Since the first ARRL Field Day in 1933, radio amateurs throughout North America have practiced the rapid deployment of radio communications equipment in environments ranging from operations under tents in remote areas to operations inside Emergency Operations Centers (EOCs). Operations using emergency and alternative power sources are highly encouraged, since electricity and other public infrastructures are often among the first to fail during a natural disaster or severe weather.
To determine the effectiveness of the exercise and of each participant's operations, there is an integrated contesting component, and many clubs also engage in concurrent leisure activities (camping out, cookouts, etc.). Operations typically last a continuous twenty-four hours, requiring scheduled relief operators to keep stations on the air. Additional contest points are awarded for experimenting with unusual modes, making contacts via satellite, and involving youth in the activity.
The contest aspect of a Field Day operating event is to contact as many stations as possible in the given time period (twenty-four hours, during a weekend, if setup commences before the contest starts, or 27 hours if setup commences at contest start time) using the portable station. Each station will exchange information with other participating stations. For the North American Field Day, the exchange consists of the station call sign, the name of the ARRL-recognized section from which the station is operating, and a class designator which indicates the number of transmitters concurrently used at the station and information about the type of electrical power source being used.

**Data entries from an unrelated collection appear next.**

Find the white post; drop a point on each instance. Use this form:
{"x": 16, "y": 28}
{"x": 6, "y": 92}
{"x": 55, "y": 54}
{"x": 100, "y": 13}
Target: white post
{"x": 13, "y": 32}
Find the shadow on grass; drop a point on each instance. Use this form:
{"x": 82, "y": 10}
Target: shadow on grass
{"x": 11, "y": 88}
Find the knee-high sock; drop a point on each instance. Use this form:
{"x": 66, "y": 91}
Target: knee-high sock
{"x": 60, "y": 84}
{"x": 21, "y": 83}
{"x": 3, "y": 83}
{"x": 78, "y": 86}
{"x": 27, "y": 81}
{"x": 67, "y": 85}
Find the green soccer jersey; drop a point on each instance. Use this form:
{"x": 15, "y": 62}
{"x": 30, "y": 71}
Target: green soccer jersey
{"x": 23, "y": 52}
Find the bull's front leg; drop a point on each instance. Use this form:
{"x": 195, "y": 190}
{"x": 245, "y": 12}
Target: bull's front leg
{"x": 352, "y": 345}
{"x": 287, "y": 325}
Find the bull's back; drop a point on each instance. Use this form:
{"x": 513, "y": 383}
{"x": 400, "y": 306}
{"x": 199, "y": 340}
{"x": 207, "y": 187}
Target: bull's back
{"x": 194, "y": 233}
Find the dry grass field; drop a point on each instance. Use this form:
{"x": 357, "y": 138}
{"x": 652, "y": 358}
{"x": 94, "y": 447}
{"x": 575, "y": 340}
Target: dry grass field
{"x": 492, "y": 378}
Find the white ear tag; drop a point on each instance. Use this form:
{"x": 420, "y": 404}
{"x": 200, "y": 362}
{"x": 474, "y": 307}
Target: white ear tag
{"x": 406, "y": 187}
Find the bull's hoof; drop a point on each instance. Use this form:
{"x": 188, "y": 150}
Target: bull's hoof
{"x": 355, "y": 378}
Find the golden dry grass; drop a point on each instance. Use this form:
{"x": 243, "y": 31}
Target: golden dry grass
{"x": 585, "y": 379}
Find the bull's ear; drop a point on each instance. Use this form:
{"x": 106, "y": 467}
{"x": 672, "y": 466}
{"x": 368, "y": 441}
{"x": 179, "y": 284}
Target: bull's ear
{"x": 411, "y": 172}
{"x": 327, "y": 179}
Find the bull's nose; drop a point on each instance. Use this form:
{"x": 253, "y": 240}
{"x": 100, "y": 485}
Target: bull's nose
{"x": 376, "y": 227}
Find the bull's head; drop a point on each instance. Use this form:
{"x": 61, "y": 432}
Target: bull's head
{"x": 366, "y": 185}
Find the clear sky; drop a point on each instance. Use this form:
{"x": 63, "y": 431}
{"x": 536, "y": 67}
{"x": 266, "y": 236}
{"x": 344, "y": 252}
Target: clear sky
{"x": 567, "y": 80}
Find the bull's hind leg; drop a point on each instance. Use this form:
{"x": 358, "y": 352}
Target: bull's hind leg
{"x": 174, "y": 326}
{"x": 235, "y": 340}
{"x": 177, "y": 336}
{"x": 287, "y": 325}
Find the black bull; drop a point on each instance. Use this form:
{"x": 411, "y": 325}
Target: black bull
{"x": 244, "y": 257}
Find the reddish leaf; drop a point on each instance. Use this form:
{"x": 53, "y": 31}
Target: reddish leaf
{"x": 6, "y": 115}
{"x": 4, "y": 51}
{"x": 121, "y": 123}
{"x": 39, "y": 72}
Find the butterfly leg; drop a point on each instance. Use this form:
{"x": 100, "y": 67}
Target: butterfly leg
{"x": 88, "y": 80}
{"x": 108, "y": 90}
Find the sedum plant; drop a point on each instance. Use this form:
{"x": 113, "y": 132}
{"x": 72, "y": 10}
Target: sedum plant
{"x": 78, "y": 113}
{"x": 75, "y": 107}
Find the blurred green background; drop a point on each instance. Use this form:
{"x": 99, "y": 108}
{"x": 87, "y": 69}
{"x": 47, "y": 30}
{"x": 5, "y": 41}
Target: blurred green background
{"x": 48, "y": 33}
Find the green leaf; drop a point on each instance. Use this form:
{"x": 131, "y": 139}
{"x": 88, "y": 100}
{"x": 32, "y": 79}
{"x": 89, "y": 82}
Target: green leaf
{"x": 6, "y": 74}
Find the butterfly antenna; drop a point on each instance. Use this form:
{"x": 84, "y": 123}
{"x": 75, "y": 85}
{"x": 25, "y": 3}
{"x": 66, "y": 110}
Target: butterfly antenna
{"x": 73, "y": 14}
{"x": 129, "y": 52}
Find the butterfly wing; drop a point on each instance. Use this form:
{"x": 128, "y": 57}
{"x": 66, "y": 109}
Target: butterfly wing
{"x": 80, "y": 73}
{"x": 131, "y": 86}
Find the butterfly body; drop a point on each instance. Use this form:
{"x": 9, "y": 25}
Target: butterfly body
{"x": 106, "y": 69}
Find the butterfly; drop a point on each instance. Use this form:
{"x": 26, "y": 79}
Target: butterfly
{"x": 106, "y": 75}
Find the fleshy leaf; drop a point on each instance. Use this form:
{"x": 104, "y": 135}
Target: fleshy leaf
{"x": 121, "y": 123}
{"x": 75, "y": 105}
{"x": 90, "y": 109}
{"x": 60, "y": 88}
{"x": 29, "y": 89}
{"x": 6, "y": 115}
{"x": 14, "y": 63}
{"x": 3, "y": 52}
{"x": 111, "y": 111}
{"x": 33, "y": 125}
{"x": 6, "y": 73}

The contest portion of Field Day has two purposes. The primary purpose is to demonstrate the group's ability to plan operations that can be effective for an entire twenty-four-hour period, including operator endurance and adequate numbers of operators for a shift operation. The secondary portion is to demonstrate the technical proficiency of the station that has been hastily constructed for the purpose; in theory a better station will be capable of emergency operations in more dire conditions. Such a station will also be capable of making more contacts during the contest portion of Field Day.